The former small screen nurse admits that she’s more cautious about germs since working on The Hot Zone. Not only does she catch herself wash her hands more, but she’s more aware of those around her.
“I wash my hands more and I’m very aware of what I’m touching. I now carry wipes in my bag, which i never used to do,” she explained. “It’s not just the hand washing. I worked with Nancy Jaax’s nephew who’s an infectious disease specialist, one of the top in the field. He told me that infectious disease specialists never touch their face.
He said, ‘Now that you know that, you’re going to watch people and you’re going to see how many times in five minutes they will touch their face.
He told me he never gets the flu. He maybe gets sick once every six years because he’s not constantly touching his face. So now, I’m always sitting on my hands so that I’m not touching my face.”
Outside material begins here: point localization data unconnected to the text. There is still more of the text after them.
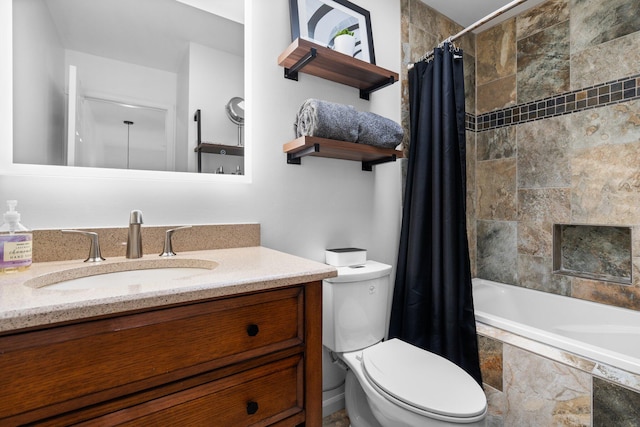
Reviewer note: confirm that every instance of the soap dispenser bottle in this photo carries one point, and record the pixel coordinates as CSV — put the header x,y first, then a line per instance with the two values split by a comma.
x,y
15,242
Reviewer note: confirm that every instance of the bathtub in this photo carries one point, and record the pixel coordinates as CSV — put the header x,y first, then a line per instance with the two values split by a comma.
x,y
601,333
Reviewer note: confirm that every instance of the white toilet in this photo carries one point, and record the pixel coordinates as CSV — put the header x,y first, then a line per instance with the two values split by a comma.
x,y
390,383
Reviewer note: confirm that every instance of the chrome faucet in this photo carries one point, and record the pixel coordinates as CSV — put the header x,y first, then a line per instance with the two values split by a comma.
x,y
134,240
94,249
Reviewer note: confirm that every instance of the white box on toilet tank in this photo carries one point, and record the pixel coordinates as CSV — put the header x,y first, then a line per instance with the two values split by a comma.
x,y
354,306
342,257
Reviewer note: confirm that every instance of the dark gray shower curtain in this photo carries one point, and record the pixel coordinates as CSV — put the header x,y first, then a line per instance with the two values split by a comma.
x,y
432,302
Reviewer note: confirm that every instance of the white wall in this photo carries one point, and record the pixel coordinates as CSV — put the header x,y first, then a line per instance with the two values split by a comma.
x,y
39,75
214,78
124,81
302,209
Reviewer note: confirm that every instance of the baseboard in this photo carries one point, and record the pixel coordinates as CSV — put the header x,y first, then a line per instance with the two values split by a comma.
x,y
332,404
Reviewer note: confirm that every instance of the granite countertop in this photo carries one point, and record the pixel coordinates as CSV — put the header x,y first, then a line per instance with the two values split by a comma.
x,y
26,301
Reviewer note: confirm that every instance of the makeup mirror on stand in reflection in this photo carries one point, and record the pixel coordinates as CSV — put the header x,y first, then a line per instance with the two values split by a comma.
x,y
113,85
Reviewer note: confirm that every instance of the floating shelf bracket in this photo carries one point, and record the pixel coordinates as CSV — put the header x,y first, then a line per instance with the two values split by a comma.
x,y
368,166
294,158
364,93
292,73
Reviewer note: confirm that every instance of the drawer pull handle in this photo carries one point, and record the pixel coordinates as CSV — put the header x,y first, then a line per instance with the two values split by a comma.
x,y
253,330
252,408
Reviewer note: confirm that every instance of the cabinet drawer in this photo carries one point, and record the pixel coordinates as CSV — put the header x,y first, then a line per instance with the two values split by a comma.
x,y
259,396
107,358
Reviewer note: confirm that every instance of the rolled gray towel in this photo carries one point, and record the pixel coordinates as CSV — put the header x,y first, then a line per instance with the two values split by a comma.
x,y
379,131
326,119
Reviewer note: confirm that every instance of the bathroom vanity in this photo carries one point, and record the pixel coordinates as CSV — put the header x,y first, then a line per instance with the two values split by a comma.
x,y
240,345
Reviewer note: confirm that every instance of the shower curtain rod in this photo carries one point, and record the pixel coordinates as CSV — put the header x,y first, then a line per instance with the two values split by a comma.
x,y
473,26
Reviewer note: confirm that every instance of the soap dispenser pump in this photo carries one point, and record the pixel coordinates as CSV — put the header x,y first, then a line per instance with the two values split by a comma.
x,y
15,242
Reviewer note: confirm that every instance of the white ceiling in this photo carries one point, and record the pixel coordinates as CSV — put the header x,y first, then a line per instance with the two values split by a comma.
x,y
467,12
152,33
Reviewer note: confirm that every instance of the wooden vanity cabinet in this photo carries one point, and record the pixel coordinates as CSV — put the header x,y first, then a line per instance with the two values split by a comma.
x,y
250,359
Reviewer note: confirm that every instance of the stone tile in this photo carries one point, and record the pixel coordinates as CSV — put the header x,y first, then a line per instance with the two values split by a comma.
x,y
496,407
496,94
496,189
594,22
497,143
599,252
337,419
613,124
543,63
467,42
497,251
543,153
606,293
537,273
432,21
593,65
606,185
420,42
614,405
544,393
538,210
540,17
496,52
490,352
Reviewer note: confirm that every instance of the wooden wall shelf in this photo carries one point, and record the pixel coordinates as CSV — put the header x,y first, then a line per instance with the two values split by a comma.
x,y
331,148
308,57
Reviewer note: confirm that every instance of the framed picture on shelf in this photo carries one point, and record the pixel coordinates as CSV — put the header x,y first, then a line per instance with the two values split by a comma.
x,y
320,20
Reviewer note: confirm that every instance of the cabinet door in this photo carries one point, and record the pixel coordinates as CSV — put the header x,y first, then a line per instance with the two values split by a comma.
x,y
68,367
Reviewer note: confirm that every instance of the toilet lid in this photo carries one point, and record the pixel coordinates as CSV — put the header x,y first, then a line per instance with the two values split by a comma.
x,y
423,380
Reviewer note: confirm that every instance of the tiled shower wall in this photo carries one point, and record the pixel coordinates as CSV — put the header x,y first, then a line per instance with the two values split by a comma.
x,y
554,136
558,140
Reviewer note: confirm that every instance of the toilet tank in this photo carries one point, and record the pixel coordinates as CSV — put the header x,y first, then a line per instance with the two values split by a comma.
x,y
354,306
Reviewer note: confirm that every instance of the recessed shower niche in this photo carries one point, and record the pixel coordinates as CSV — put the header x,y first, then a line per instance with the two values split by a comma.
x,y
593,252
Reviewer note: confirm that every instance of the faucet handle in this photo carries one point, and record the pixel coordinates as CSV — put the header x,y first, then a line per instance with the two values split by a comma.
x,y
94,249
168,249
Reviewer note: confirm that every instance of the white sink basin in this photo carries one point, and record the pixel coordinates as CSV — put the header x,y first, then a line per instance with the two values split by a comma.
x,y
130,278
148,273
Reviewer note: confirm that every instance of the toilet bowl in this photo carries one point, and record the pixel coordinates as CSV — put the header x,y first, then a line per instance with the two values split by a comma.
x,y
391,383
409,387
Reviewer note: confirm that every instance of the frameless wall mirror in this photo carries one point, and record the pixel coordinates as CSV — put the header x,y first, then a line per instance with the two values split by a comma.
x,y
116,83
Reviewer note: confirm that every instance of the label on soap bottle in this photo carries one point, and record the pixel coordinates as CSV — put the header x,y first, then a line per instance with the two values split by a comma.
x,y
15,251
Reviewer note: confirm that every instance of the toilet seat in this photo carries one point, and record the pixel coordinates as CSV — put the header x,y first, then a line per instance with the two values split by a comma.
x,y
456,395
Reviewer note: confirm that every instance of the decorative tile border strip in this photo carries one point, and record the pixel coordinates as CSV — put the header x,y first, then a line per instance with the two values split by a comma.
x,y
600,95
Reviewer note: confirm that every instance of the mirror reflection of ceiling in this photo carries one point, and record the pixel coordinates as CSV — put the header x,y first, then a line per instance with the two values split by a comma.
x,y
152,33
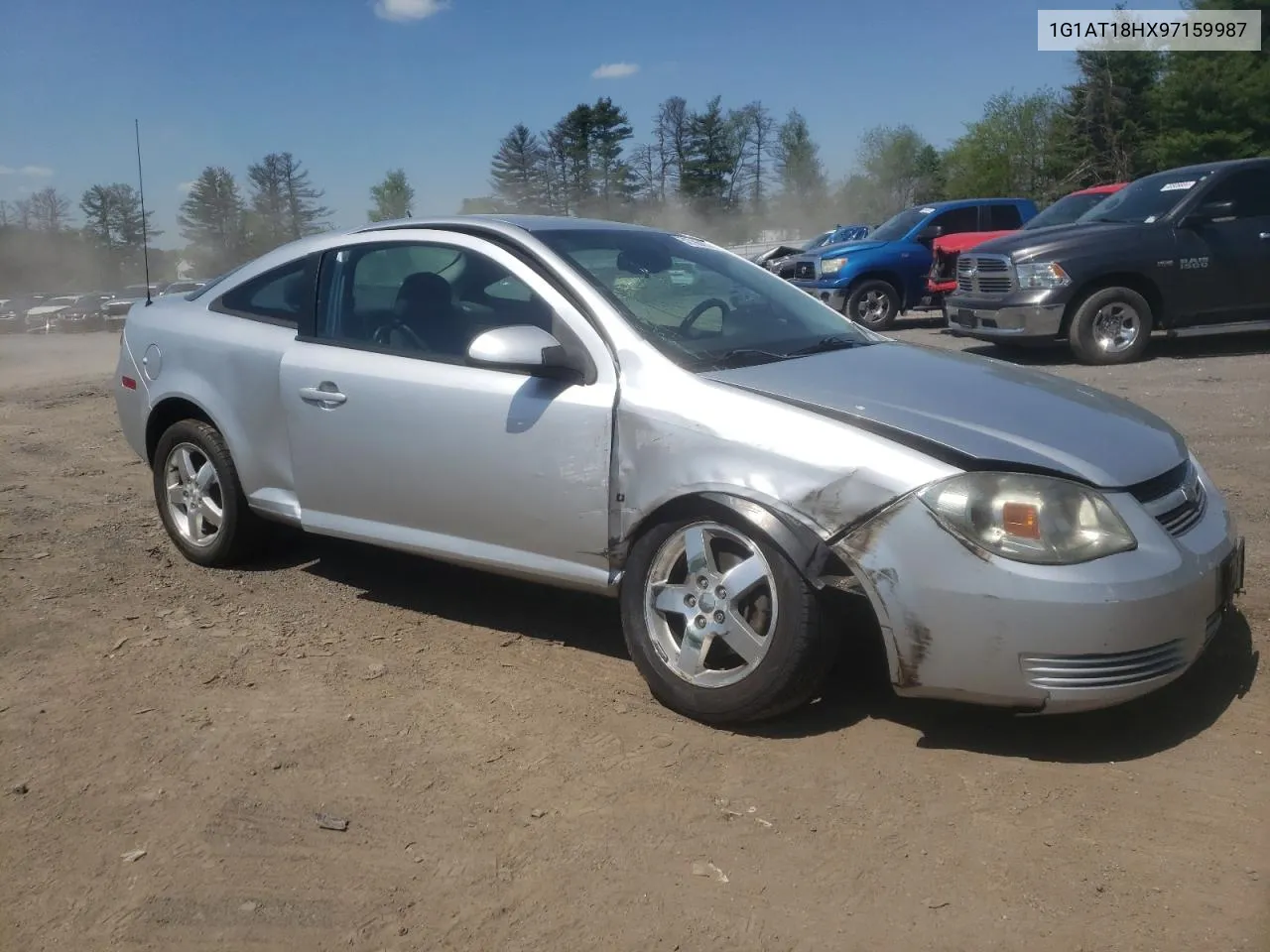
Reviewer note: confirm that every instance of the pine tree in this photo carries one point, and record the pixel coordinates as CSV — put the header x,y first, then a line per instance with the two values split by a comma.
x,y
517,172
212,221
393,198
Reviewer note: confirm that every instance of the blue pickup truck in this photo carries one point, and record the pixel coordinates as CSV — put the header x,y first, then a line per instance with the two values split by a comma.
x,y
875,280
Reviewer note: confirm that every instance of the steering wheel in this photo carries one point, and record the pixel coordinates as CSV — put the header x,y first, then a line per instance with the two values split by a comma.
x,y
701,308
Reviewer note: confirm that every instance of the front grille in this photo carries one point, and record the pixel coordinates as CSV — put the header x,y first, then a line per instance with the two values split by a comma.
x,y
1176,499
984,276
1184,517
1116,670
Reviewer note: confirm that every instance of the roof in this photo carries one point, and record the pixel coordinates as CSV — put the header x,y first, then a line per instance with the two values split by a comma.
x,y
1100,189
526,222
964,202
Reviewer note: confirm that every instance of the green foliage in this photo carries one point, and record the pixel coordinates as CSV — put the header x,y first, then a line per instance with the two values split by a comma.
x,y
393,197
213,221
1214,105
1010,151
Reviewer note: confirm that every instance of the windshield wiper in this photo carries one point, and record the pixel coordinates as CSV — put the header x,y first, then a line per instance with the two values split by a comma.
x,y
834,341
739,357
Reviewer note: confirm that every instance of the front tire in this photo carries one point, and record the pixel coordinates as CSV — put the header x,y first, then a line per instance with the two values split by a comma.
x,y
1111,326
874,303
720,624
199,497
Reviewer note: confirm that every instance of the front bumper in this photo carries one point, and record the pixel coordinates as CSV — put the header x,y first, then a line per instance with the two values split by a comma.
x,y
834,298
959,624
1030,315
Margulies hopes that people will pay more attention to the news and the lack there of front page coverage of infectious diseases. With many health reporters losing their jobs recently, it’s even more important that citizens stay on top of agencies like the Center For Disease Control.
“There was a lot of stories about Ebola the whole time we were shooting,” she said. “Every day there seemed to be another story about Ebola but in small print, which i found disturbing that it wasn’t on the front page.
It just makes our show more relevant and more timely. I think the biggest issues is that everyone thinks that because Ebola is found in faraway African villages that it has nothing to do with us here in the U.S.
And to see something that happened in 1989, to see that Ebola touched U.S. soil and that the CDC’s reaction was basically, ‘We dodged a bullet.’ And the pathologists and the researchers working on this say, ‘No, no, no, we didn’t dodge a bullet. We need to find a cure. There’s nothing that you can take. This has a 90% fatality rate.’
So I feel like, the more stories that are coming up about journalists that are losing their jobs that work in the health departments of newspapers, is frightening.
It’s good that it’s out there, that people understand that this is something they should take seriously but I don’t see any action.”